Four AM Coffee and Other Jet Lag Emergencies
Flat white in Melbourne
I have an emergency: a desperate need at 4 a.m. for coffee, good coffee. Instead of capitalizing on this gift of time and silence, my body is on GMT+2—Johannesburg time—and by 6 a.m., the deprivation taunts me. There are free Anzac biscuits in the hotel room’s mini-bar and there is a Nescafé machine with four pods. I eat the cookies but avoid the predictable disappointment of an in-room espresso.
By 7 a.m. I am showered, dressed in black to blend in with the Melbournian sensibility in this part of town, and facing a medium-sized man wedged in a space that appears as if it could house no more than a single body. But there are two bodies in there, turning out toasties and avocado sarmies drizzled with fresh lemon. Switch Board sits in one of Melbourne’s laneway arcades, in Collins Street, with skinny benches plonked a few feet opposite and a glass alcove into which you can slide for some bleary-eyed people watching. I’m told the café occupies part of the site of the former Melbourne Telephone Exchange, which ran until 1958. Once upon a time, switchboard operators tended to emergencies (and whims) of a different nature.
“One flat white, please,” I say, throat scratchy with excitement, eyes dry from the hours spent staring at the hotel room’s ceiling. Many in the know call on the petite coffee bars similar to Switch Board, like Patricia and Brother Baba Budan, for superior coffee. (In the 16th century, Sufi Baba Budan is said to have strapped seven coffee seeds to his person, defying the strict laws in Yemen and the Middle East that regulated the growth and distribution of coffee within the region, and smuggling it to India.
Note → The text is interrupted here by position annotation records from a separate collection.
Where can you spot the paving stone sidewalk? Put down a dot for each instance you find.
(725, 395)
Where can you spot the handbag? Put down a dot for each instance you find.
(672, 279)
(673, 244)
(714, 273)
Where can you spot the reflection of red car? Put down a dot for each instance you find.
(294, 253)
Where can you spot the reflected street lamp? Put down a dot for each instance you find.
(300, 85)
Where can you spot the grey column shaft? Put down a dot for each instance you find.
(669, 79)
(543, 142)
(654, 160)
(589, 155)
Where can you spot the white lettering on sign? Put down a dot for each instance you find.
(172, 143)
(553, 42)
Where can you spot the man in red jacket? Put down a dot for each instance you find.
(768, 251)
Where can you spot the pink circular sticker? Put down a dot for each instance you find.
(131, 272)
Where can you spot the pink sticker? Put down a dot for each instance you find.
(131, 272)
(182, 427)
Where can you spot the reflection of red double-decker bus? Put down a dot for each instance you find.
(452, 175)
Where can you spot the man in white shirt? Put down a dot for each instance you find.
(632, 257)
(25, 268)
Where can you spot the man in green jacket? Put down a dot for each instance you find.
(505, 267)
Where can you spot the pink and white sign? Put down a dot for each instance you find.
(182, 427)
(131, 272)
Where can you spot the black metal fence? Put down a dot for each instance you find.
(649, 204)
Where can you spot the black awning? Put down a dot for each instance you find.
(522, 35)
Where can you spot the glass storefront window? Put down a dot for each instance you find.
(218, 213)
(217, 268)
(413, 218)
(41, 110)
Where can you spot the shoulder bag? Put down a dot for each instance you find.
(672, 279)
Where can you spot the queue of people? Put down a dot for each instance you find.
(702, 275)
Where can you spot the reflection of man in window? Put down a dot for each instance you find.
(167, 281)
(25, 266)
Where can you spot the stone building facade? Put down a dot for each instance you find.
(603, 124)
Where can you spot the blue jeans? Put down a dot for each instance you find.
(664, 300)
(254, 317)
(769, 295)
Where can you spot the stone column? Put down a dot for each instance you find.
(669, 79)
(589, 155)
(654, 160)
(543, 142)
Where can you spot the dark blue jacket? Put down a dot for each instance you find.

A reckless, brilliant man.)
While many of Melbourne’s coffee bars offer minimal seating—adjacent to the counter or at a cramped communal table—the modus in the CBD, I notice, is to pop in for a takeaway rather than linger over your laptop. At Market Lane coffee bar, queues tend to snake around the block at peak hour. Etiquette dictates you order, pay, stand to the side, and wait.
“Flat white,” the Switch Board barista announces with a smile. I may be dead on the inside, but my eyes light up at the call.
“In the morning it’s the caffeine hit and then off rushing to work you go,” says Maria Paoli, a barista trainer who founded Melbourne’s first coffee tour in 2001. I follow suit, and by 6 a.m. the next day, I’m stomping my feet, stalking another Melbourne hole-in-the-wall for a flat white, and later an iced latte, to go.